One reason why money is tight is because not everyone who uses the ambulance service pays their bills for it. But paramedics still go.
“If they don’t have two pennies to rub together, we still respond and give them the same service as the people who do pay their bill. That’s our job,” said Iron County Sheriff Mark Gower. “We’re in the business of saving lives, not seeing who can pay the bill.”
But Edwards had an idea. After hearing about an ambulance crash in Hildale, Washington County, he decided to ask the city’s fire chief about how the accident happened and how bad the crash was.
Edwards learned from Hildale’s chief about a company in Las Vegas that can retrofit ambulances by taking the box of an ambulance and put it on a new chassis. He gave the company a call.
“They said they could do it for $95,000. Initially I said, ‘You guys have to be up in the night,’” said Edwards with a laugh. “We traveled to Las Vegas to see this facility, and right off the bat we very impressed. They had been in business for years with fire service re-mounts and had only done eight ambulances, but they were willing to work with us.”

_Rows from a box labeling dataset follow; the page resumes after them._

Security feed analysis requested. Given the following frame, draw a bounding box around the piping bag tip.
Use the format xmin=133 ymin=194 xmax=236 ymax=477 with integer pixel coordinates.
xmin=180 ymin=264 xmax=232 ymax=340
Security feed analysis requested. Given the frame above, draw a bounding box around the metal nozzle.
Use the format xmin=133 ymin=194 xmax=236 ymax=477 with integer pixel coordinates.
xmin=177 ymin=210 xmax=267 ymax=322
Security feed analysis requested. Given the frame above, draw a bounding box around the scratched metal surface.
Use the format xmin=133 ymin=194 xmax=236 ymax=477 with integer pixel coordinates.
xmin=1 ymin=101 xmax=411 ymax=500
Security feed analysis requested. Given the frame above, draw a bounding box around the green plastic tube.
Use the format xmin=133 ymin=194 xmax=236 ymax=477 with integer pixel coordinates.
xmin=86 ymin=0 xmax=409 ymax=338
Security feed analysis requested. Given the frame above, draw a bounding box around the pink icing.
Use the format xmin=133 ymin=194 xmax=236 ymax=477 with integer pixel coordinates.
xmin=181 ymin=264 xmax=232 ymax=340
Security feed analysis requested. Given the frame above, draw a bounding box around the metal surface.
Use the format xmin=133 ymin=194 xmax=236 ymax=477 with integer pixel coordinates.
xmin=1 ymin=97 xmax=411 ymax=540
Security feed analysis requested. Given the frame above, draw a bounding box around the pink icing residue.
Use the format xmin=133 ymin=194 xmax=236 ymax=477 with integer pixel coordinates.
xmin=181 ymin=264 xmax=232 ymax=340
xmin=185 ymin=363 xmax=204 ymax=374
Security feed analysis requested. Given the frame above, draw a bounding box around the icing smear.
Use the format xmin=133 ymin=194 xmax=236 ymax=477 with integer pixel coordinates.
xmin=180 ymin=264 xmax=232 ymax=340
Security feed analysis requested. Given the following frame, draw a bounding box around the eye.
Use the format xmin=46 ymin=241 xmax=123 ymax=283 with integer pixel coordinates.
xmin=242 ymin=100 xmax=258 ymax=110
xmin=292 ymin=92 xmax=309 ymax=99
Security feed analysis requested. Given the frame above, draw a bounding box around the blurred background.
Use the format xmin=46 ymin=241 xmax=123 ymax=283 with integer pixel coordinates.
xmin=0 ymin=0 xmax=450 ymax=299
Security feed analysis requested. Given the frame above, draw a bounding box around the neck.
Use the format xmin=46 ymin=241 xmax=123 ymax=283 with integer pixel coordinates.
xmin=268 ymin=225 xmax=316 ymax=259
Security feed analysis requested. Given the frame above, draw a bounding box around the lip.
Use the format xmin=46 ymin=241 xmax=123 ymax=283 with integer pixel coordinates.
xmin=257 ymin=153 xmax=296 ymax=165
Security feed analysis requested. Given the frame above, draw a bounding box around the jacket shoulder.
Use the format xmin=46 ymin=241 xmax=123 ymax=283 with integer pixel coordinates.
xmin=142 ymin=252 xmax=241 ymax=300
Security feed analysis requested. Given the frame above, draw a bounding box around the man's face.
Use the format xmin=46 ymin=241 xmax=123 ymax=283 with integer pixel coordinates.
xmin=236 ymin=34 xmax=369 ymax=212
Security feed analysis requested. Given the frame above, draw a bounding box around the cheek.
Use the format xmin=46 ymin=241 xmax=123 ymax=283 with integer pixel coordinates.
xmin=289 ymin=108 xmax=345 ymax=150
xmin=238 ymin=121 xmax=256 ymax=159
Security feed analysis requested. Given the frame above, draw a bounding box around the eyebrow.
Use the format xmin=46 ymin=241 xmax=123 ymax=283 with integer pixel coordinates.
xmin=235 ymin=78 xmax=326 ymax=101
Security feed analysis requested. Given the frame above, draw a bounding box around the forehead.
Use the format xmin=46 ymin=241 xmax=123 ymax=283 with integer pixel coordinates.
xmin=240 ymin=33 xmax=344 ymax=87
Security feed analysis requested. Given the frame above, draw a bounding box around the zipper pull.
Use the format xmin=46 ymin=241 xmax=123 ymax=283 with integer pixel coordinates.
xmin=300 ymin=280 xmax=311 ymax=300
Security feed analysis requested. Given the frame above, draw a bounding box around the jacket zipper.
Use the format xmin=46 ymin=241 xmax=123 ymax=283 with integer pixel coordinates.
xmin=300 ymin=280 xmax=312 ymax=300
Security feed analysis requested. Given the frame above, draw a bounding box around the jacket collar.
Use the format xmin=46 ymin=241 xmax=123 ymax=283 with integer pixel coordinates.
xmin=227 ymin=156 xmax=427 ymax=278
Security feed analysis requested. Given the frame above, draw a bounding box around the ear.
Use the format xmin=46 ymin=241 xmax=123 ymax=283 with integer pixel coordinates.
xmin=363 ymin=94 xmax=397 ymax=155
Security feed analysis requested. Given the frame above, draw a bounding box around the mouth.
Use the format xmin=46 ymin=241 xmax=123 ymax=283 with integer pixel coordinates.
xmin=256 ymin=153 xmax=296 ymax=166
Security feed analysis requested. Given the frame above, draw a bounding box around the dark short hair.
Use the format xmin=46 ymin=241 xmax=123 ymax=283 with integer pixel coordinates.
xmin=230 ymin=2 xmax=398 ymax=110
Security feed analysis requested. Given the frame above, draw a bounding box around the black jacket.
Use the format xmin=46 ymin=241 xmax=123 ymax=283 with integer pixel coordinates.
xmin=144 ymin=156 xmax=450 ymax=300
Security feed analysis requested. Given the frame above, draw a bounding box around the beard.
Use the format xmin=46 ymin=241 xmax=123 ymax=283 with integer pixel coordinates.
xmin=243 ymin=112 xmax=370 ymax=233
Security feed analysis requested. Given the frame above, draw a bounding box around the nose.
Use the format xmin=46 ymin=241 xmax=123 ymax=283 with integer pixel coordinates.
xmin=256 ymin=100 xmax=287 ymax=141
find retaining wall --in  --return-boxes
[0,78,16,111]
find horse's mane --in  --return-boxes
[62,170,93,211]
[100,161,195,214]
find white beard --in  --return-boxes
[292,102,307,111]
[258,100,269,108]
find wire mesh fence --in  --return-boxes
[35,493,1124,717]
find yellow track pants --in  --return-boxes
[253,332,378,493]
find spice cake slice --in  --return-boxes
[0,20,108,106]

Edwards and one of his co-workers drove an old Iron County ambulance to Las Vegas.
“We took an old, tired ambulance to them that barely made it, puttering, sputtering and smoking the whole way,” he said.
Soon, mechanics with Firetrucks Unlimited had the box off of the old ambulance and mounted it on a new chassis. They did the entire job for less than half the cost of a brand new ambulance, saving taxpayers $100,000.
“Boy. It beat our expectations. It really has,” said Gower.
The new ambulance has only been running in Iron County for two and a half months, but already has more than 8,000 miles on it.
“This ambulance can serve this community for 10 years,” Edwards said. “We wanted to get the best bang for our buck and we got it.”